[IPSM] Spending rules flouted in policing Kanesatake

luvnrev at colba.net luvnrev at colba.net
Tue Dec 12 05:16:04 PST 2006


Spending rules flouted in policing Kanesatake
Budget tripled in 24 months, audit finds

JEFF HEINRICH

The Gazette

Monday, December 11, 2006

First the blame fell on the Mohawks and their financial managers. Now it's
falling on Ottawa.

Two big federal departments under the former Liberal government broke
Treasury Board rules in spending more than $4 million to police Kanesatake
between April 2003 and April 2005, according to a draft audit.

Prepared for Public Safety Minister Stockwell Day, the audit details
financial irregularities before and after a botched Kanesatake Mohawk
Police operation in January 2004.

The money started flowing even though there was no proof of an
organized-crime wave that required extra policing in the community, says
the report by the Gatineau consulting firm Samson & Associates.

And the Jan. 12 raid went ahead despite warnings by the Surete du Quebec
and Quebec's Public Security Department that it was poorly planned and
would likely fail, it added.

Instead of being evaluated and approved beforehand, most of the payouts
were green-lighted even after the money had already been spent, the audit
also found.

Those kinds of practices contravened Treasury Board rules that stipulate
funds be approved before expenses are incurred - not after - and only if
there's a "reasonable expectation that the recipients will meet specified
objectives," the Samson audit says.

A preliminary draft "fact sheet" written by Samson last August put the
blame for financial mismanagement on Kanesatake's band council, led by
then-grand chief James Gabriel, and on the community's third-party
manager, the accounting firm PricewaterhouseCoopers.

The new, longer report - obtained by Radio-Canada and the CBC and aired on
their TV and radio newscasts last night - throws the net farther,
implicating Indian and Northern Affairs Canada and the aboriginal policing
directorate of Public Safety and Emergency Preparedness Canada.

Ottawa spent $4,266,000 on the Kanesatake Mohawk Police from April 1,
2003, to March 31, 2005, the study shows, while Quebec's Public Security
Department put in $1,248,000.

The money was meant to bring safety to a sparsely inhabited community of
1,300 people, but it didn't.

The raid ended with the burning down of Gabriel's house and a two-day
standoff with residents at the community's police station, where 67 native
police officers and special constables were holed up until they were
allowed out.

After that, they patrolled only outside, on the fringes of the community
50 kilometres west of Montreal.
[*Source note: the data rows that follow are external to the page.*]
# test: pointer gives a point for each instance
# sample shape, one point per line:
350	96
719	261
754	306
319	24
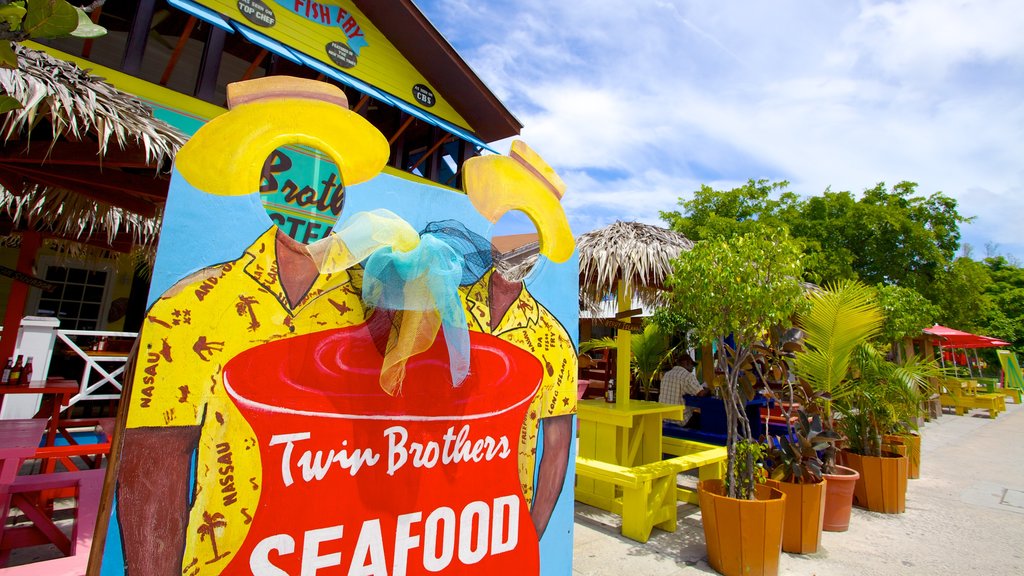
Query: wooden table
18	440
626	436
55	394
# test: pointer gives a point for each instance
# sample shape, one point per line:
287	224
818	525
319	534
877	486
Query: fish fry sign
370	399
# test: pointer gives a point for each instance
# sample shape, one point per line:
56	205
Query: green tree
906	313
739	286
960	293
889	236
715	213
26	19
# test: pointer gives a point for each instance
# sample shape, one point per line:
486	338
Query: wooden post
624	353
708	366
908	347
31	242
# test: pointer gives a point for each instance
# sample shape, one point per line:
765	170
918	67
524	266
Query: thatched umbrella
630	256
631	260
80	162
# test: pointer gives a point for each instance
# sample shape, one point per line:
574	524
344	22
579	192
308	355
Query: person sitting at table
678	382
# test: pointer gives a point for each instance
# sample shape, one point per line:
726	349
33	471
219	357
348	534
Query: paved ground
964	516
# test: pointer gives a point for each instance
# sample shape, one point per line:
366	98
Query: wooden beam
629	314
75	154
31	242
87	45
404	125
209	67
182	40
256	64
131	64
430	152
101	192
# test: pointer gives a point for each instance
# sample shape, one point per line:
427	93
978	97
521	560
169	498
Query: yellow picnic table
620	466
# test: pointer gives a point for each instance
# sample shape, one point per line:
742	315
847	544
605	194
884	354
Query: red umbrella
949	337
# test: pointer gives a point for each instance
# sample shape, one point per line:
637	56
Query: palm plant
840	319
886	399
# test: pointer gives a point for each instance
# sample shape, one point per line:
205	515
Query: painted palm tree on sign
209	529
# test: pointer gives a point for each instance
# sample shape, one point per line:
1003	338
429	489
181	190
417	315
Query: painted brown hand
209	530
205	348
245	305
341	307
165	351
The SQ took over occasional patrols
inside, with day-to-day policing left to community "watch teams" with no
official mandate.

Despite its ineffectiveness, in the six months after the raid the
Kanesatake Mohawk Police grew to have more than 130 native officers,
auxiliaries and civilian staff on its payroll, many of them very well paid
- including some who made more than $200,000 a year, tax-free, according
to the audit.

The officers came from all over Quebec. The Mi'kmaq community of Listuguj
contributed the most: 26 were paid a total of $775,725 in 2004 and 2005.
Second was Manawan, with 23 officers and a total bill of $236,675.
Thirteen officers from Kanesatake racked up $327,231 in salaries, while
five high-ranking officers of Kahnawake's force, which helped end the
January 2004 standoff, billed $414,176.

Those costs - as well as purchases of police vehicles and weapons, hotel
bills and meals - made Kanesatake's policing budget triple in just 24
months. Normally set at $1.3 million a year, it shot up to $2.2 million in
2003-04 and up again to $3.3 million in 2004-05.

When the first Samson report was leaked to the media in October, Gabriel
defended the expenses, saying they had all been approved by Quebec and
Ottawa. Since then, he and and his former chief of police, Terry Isaac,
have hired an Ottawa law firm to threaten the government and media with
legal action for airing the matter publicly.
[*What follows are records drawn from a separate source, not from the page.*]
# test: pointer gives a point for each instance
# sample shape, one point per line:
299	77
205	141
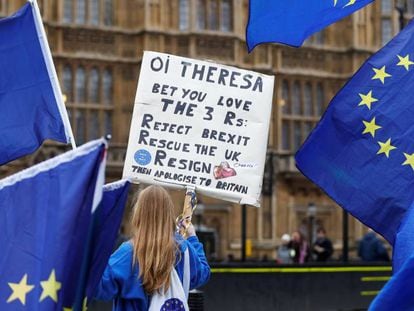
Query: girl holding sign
156	268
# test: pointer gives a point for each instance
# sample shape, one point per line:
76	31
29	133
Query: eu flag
292	21
45	214
107	218
31	106
362	151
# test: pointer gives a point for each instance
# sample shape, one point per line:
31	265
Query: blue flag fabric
362	151
291	22
45	213
398	293
29	112
107	218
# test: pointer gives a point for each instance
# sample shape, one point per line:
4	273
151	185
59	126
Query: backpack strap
186	273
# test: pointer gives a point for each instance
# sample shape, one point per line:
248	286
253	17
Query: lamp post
312	209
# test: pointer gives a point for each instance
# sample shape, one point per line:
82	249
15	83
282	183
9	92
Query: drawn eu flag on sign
362	151
292	21
31	105
45	214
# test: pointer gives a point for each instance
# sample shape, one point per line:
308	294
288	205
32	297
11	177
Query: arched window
226	16
68	83
94	86
410	6
80	126
94	12
108	13
308	100
67	11
286	135
107	87
386	7
81	12
201	14
108	122
285	97
80	85
296	110
297	135
93	125
320	100
213	21
184	15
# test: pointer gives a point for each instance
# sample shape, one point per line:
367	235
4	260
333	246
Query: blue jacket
120	280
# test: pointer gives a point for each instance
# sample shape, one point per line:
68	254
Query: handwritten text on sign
200	123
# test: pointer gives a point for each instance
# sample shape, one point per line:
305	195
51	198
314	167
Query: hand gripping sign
202	124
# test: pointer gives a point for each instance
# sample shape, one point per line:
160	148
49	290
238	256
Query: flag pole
52	72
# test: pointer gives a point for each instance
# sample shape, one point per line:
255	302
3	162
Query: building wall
97	46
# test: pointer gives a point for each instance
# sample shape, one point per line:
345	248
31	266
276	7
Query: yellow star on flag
380	74
405	61
20	290
50	287
409	160
367	99
386	148
351	2
370	127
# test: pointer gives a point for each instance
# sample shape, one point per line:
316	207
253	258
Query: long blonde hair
153	238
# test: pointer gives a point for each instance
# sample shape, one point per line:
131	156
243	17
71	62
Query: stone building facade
98	45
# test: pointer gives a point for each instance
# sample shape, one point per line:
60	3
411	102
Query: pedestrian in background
284	251
322	248
149	263
300	250
371	248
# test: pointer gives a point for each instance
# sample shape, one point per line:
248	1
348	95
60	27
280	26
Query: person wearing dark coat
372	249
322	248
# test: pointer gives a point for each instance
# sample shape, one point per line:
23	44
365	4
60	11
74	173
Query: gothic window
285	97
286	135
184	15
320	100
410	6
297	134
302	106
108	13
386	7
386	23
94	12
68	83
80	85
86	88
226	16
296	110
386	30
94	86
107	87
213	21
201	15
93	124
67	11
80	126
214	15
308	100
81	12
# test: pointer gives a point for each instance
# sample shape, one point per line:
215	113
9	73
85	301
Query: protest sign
200	123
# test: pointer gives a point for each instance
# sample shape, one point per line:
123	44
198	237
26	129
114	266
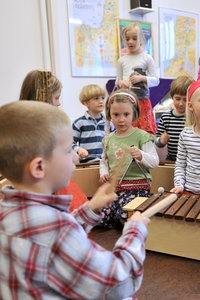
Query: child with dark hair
135	145
172	122
45	252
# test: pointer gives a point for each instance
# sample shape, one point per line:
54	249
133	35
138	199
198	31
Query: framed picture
93	37
147	30
178	43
Three weeks ago, they sent notices of defamation to the government as well
as the CBC and The Gazette, objecting to the first draft report and its
discussion on Parliament Hill by Day - who said he was "very disturbed" by
the alleged mismanagement of funds - and by the media.

The Gazette has obtained a copy of the expanded version of the audit,
which is dated Nov. 8 and was sent out for comment to several players in
the file, including Gabriel. After review, a final report is expected to
be made public by Day early in 2007, before a possible federal election.